Es un legado, como siempre ocurre, con claroscuros -la desigualdad entre este y oeste, o la escasa fortaleza de la digitalización-, pero que reconocen los propios alemanes: Merkel continúa siendo, 16 años después de ser elegida canciller por primera vez, la política mejor valorada de Alemania, con un índice de aprobación de su gestión que alcanza el 66%. Son 42 puntos más que el candidato de su partido, Armin Laschet, y 18 más que el primordial privilegiado a sucederle al frente del Gobierno, el socialdemócrata Olaf Scholz.
La economía germana ha crecido más de un 1 % desde que Merkel llegó al poder, en noviembre de 2005, a pesar de atravesar dos crisis espinosísimas: la Gran Recesión y la pandemia del coronavirus.
El producto interior bruto sólo ha retrocedido dos años, en 2009 y en 2020, y aunque todavía no ha recuperado los niveles previos al Covid-19, en el segundo trimestre de este año ya dio síntomas de acelerar su crecimiento.
En estos tres lustros, Alemania ha crecido adecuadamente, a precios corrientes, más que Francia, España e Italia, más que el conjunto de la eurozona y más que la suma de los 27 miembros de la Unión Europea. Su papel como “locomotora de Europa” está afianzada.

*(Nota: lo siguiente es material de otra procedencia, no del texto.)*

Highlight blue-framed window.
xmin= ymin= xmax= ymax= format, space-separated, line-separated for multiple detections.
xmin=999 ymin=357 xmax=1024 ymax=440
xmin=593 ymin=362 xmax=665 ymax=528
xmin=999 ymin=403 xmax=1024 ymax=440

La gran fortaleza de la nación germana continúa siendo su capacidad exportadora, solo superada en el universo por las dos grandes potencias: Estados Unidos y China.
Durante el mandato de Merkel, el saldo comercial ha aumentado -estimulado en buena parte por la gran demanda china- y en 2019 era un 44 % más alto que en 2005, aunque la pandemia lo ha reducido en 2020.
El desarrollo financiero se ha traducido en una disminución continua del desempleo, hasta situarse en las tasas de paro más bajas desde los años 70, al tiempo que introducía, por primera vez en la historia de Alemania, el salario mínimo.
Por otra parte, el mandato de Merkel está marcado por su gestión de la crisis de refugiados de 2015, cuando, en contra incluso de buena parte de su partido, adoptó una política de puertas abiertas para recibir a quienes huían de la guerra en
Siria y Afganistán o del hambre a través de Libia. Fruto de esa apertura, el número de solicitantes de asilo en Alemania, que en 2007 era de poco más de 450.000, alcanzó en 2019 los 1,8 millones de personas.
Merkel ha sabido acomodar sus políticas a las demandas de los alemanes, ocupando como nunca antes otro canciller el centro político. Sin ella ni su sobrio liderazgo, Alemania comenzó una nueva era política.
CÓMO FUNCIONA EL BUNDESTAG ALEMÁN
REDACCIóN CENTRAL
En las elecciones generales de ayer, Alemania eligió a los diputados de la Cámara Baja del Parlamento (Bundestag). A su vez, los miembros del nuevo Bundestag elegirán al jefe de Gobierno, el canciller.
Las papeletas se dividieron en dos partes. Por un lado, se eligió a un diputado por distrito electoral -Alemania está dividida en 299 distritos- y, por otro, los electores votaron no por una persona concreta sino por un partido político –la circunscripción aquí es el land o el estado federado-.
Es decir, se emitieron dos votos independientes, pero el segundo, el de las listas cerradas, es el más importante, ya que es el que sirvió para medir la presencia de las fuerzas políticas dentro del Bundestag.
No existe un número fijo de parlamentarios. El parlamento consta de 598 escaños más los llamados asientos adicionales, que tienen el objetivo de mantener la proporcionalidad entre los dos tipos de voto. Esta estructura hace que sea difícil que un partido pueda gobernar en solitario. Evita las mayorías absolutas y obliga a las formaciones a pactar.